Treasurer David McRae
By: Treasurer David McRae
Employment offers individuals dignity, purpose, and the opportunity for upward mobility, but for many disabled Americans, employment comes with its own unique set of challenges. October is Disability Employment Awareness Month, and along with discussing the virtues of employment, my team is fighting to help those with disabilities save more of what they earn.
Prior to 2014, Americans with disabilities were extremely limited in what they could put away for a rainy day without losing access to much-needed food, housing, and health care assistance. As a result, many with disabilities were forced to remain in poverty just to receive the public benefits they required.
In December 2014, however, Congress passed the ABLE Act, giving millions of disabled Americans a path to greater financial independence. In the years since, families have opened 82,000 ABLE accounts that hold about $650 million in savings. But not every American living with a disability can benefit from such accounts, and I believe that needs to change.
Under the current rules, the beneficiary’s disability must have started before they turned 26. While that was a good place to start, the program’s rules leave out millions of disabled Americans – including many veterans – whose disability began after their 26th birthday. That’s why I’m calling on Congress to pass the ABLE Age Adjustment Act, which increases the age of onset from 26 to 46 years old.
Here is why this is important: People with disabilities are twice as likely to live in poverty as their non-disabled counterparts, and barring access to an ABLE account, there are very few paths out of it.

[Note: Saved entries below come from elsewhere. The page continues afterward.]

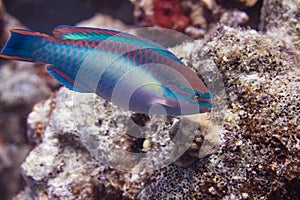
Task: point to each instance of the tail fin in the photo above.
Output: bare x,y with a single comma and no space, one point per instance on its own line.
22,44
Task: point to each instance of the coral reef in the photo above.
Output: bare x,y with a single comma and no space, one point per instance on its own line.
283,16
194,18
247,148
259,157
260,154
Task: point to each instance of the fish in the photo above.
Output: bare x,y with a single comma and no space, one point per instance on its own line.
132,72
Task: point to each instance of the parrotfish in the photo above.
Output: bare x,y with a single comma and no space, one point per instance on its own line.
131,71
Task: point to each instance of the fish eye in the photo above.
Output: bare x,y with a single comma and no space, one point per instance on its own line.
196,96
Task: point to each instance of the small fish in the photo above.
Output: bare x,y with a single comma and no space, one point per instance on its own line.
133,72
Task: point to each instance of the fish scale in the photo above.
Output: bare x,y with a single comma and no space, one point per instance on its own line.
133,72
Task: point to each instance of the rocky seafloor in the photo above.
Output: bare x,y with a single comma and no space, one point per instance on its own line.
248,147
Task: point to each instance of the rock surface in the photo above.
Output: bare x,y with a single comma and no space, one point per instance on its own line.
259,156
247,148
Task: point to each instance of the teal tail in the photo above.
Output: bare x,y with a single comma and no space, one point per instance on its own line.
22,44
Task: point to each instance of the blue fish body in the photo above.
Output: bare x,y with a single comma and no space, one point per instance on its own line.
131,71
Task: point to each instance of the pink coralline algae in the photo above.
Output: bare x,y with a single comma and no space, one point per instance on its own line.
169,14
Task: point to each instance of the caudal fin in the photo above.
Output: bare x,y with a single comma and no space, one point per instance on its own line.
22,44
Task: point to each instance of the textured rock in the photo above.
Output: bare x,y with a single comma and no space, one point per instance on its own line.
247,148
259,157
260,154
282,17
195,18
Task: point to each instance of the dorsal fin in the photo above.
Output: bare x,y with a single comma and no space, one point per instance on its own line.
82,33
66,32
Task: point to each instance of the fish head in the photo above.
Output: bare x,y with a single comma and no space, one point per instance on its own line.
185,101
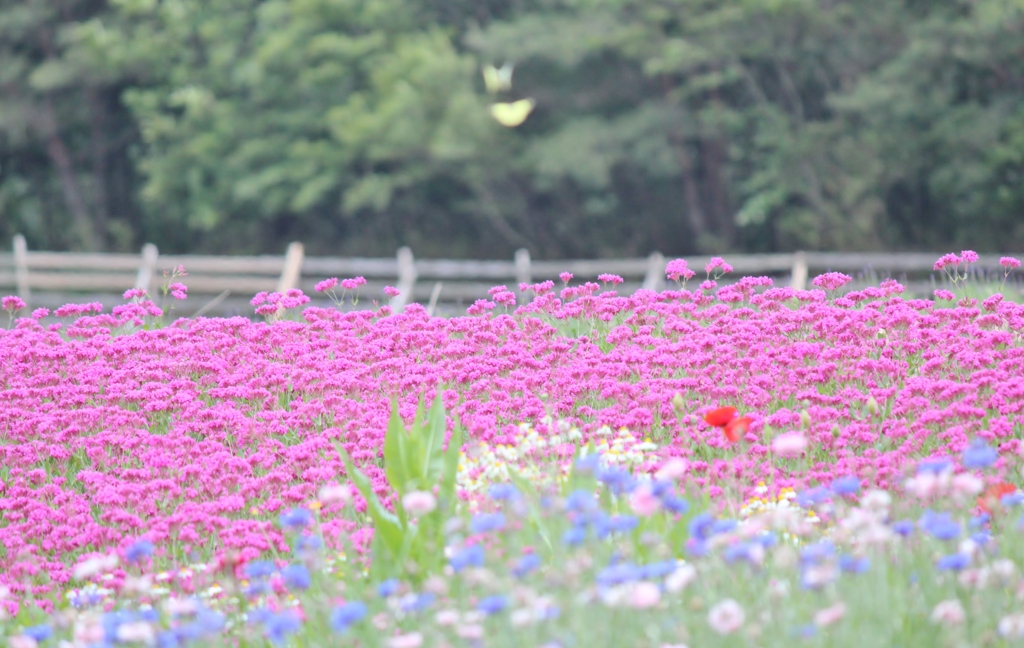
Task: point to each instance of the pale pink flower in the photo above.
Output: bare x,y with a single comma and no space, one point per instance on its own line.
326,285
726,617
790,444
334,492
412,640
419,503
136,632
644,595
643,501
829,615
673,469
949,612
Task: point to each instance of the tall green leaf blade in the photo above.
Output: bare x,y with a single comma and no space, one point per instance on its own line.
395,450
434,437
386,525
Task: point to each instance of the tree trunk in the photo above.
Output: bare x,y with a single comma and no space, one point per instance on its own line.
97,136
69,182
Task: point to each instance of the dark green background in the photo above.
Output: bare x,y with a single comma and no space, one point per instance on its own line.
233,126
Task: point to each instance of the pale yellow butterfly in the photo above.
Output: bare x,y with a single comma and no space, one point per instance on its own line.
498,79
512,114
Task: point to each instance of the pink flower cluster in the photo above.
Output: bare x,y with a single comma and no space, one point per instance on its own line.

More specifically, if a disabled American relies on social safety net benefits, their savings are federally limited to just $2,000 before they risk falling off a financial cliff. By passing this legislation, Congress would put financial stability – and perhaps even financial independence – within the grasp of 6 million more Americans, including 1 million disabled veterans.
Once an ABLE account has been opened, the beneficiary, as well as their family and friends, can contribute to it. They are also empowered to choose how the money is invested, giving them an opportunity to grow their savings over time. And for many, the growth is tax free.
The money accumulated in the account can be used for a variety of disability-related expenses, including education, housing, healthcare, and transportation. This is not another government program that taxpayers on the hook for or a deficit-spiking commitment. Instead, expanding ABLE empowers individuals and their families to take personal responsibility over their savings and achieve greater financial security.
The creation of ABLE in 2014 was a significant step forward. President Trump’s 2017 tax reform package was another improvement, as it permitted rollovers from 529 college savings accounts and allowed beneficiaries with earned income to make increased contributions. Passing the ABLE Age Adjustment Act would be another strong step to empower more Americans to live with dignity while reaching their God-given potential.